Nishijima asked one of her friends to take care of him as well as her 6-year-old daughter until 10 p.m., as her husband was also away on a business trip.

Nishijima, 36, an employee at Sony Life Insurance Co., was preparing to go back to work full-time after giving birth to her son.

“Sometimes I feel nervous, but (my life is) fulfilling. I’m starting to feel like dedicating myself more to work,” said Nishijima. She resumed working full-time last October.

The number of women who choose to continue their career after taking child care leave has increased, mainly at major companies. In 2007, over 80 percent of working women took child care leave.

In 2010, shorter working hours were brought in for employees with children under the age of 3. Some companies apply the system for employees with children over 3, although it is not a legal requirement to do so.

Despite these efforts, female workers on the “mommy track” — work arrangements that facilitate being a mother — still face difficulties in engaging in responsible work while taking extended child care leave or working shorter hours.

Experts say their bosses and colleagues may see them as being short on ambition, while the female employees themselves may lose the motivation to work.

Akiko Kokubo, a lecturer at the University of Shizuoka, said it is not desirable for female employees to work reduced hours without setting a time frame to return to full-time status.

“If you know when you are planning to resume working full-time, your boss can assign you with important tasks in advance. Never forget to tell your plan (to your boss),” Kokubo said.

Nishijima joined Sony Life Insurance in 2003 and began to work shorter hours in October 2010 after her daughter’s birth.

She initially had difficulties in balancing work and child care. She recalled wondering, “What should I do to be able to work longer hours?”

Gradually, however, she learned how to use her time efficiently while utilizing a support system offered by a local municipality.

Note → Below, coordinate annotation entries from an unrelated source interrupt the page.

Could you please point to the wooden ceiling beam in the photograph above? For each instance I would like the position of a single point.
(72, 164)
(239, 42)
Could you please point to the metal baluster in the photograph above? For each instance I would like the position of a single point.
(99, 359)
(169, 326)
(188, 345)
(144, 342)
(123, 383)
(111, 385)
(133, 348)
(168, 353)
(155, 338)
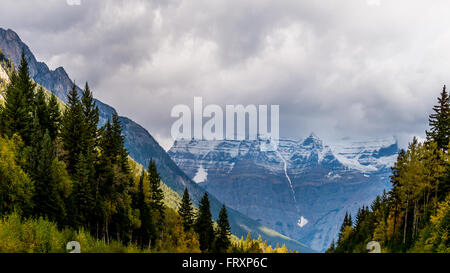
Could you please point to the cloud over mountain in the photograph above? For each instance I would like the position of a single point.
(335, 67)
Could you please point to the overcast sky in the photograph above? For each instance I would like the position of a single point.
(340, 68)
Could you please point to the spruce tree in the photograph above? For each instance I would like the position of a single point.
(55, 117)
(439, 121)
(186, 211)
(83, 192)
(19, 100)
(204, 225)
(118, 139)
(91, 118)
(72, 130)
(47, 200)
(146, 233)
(223, 232)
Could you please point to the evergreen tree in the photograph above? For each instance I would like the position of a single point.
(146, 233)
(72, 130)
(55, 117)
(204, 225)
(47, 200)
(157, 194)
(439, 121)
(83, 192)
(223, 232)
(91, 118)
(186, 211)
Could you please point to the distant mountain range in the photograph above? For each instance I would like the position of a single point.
(302, 190)
(140, 144)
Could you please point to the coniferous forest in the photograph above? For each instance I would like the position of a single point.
(64, 179)
(414, 216)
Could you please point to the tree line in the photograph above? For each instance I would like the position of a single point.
(414, 216)
(57, 165)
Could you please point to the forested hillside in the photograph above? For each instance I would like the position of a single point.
(415, 215)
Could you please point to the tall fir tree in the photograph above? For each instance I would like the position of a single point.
(72, 130)
(146, 233)
(47, 199)
(439, 121)
(204, 225)
(54, 113)
(223, 242)
(19, 99)
(186, 212)
(157, 194)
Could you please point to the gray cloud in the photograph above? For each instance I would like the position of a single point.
(338, 68)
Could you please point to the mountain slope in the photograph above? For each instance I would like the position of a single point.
(302, 190)
(140, 144)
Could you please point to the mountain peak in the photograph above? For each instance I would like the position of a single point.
(312, 140)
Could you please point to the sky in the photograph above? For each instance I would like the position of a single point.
(339, 68)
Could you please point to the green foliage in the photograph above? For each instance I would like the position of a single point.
(186, 211)
(16, 188)
(17, 113)
(440, 121)
(414, 215)
(223, 232)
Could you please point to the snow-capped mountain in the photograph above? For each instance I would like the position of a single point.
(302, 189)
(139, 142)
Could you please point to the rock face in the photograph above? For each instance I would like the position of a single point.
(140, 144)
(302, 190)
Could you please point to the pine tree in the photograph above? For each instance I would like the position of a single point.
(83, 192)
(72, 130)
(19, 100)
(146, 233)
(47, 200)
(186, 211)
(439, 121)
(223, 232)
(55, 117)
(91, 118)
(204, 225)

The company allows its employees to reduce working hours until their children are in the third grade, but Nishijima resumed working full-time just before her son was 18 months old.

Now she is helping to create a better working environment for the company’s female employees in sales positions nationwide.

“When I was working shorter hours, I was adjusting the amount of work I take. Now I try to achieve results . . . although I can’t work overtime or go on an overnight business trip,” Nishijima said.

Some women choose to keep working full-time even after having children.

After she had a son in 2011 and a daughter in 2014, Mika Okano, 34, an employee at Nestle Japan Ltd., resumed working as a full-time employee as her company allows her to go straight home after meeting with customers.

Although Okano does not work extra hours, her experience of child rearing has had a positive effect on managing time and dealing with customers, and her business performance has improved.

Okano acknowledges it is hard to juggle children and jobs, and some women inevitably choose to work shorter hours. “But shouldn’t we have another look at husbands working long hours?” she said.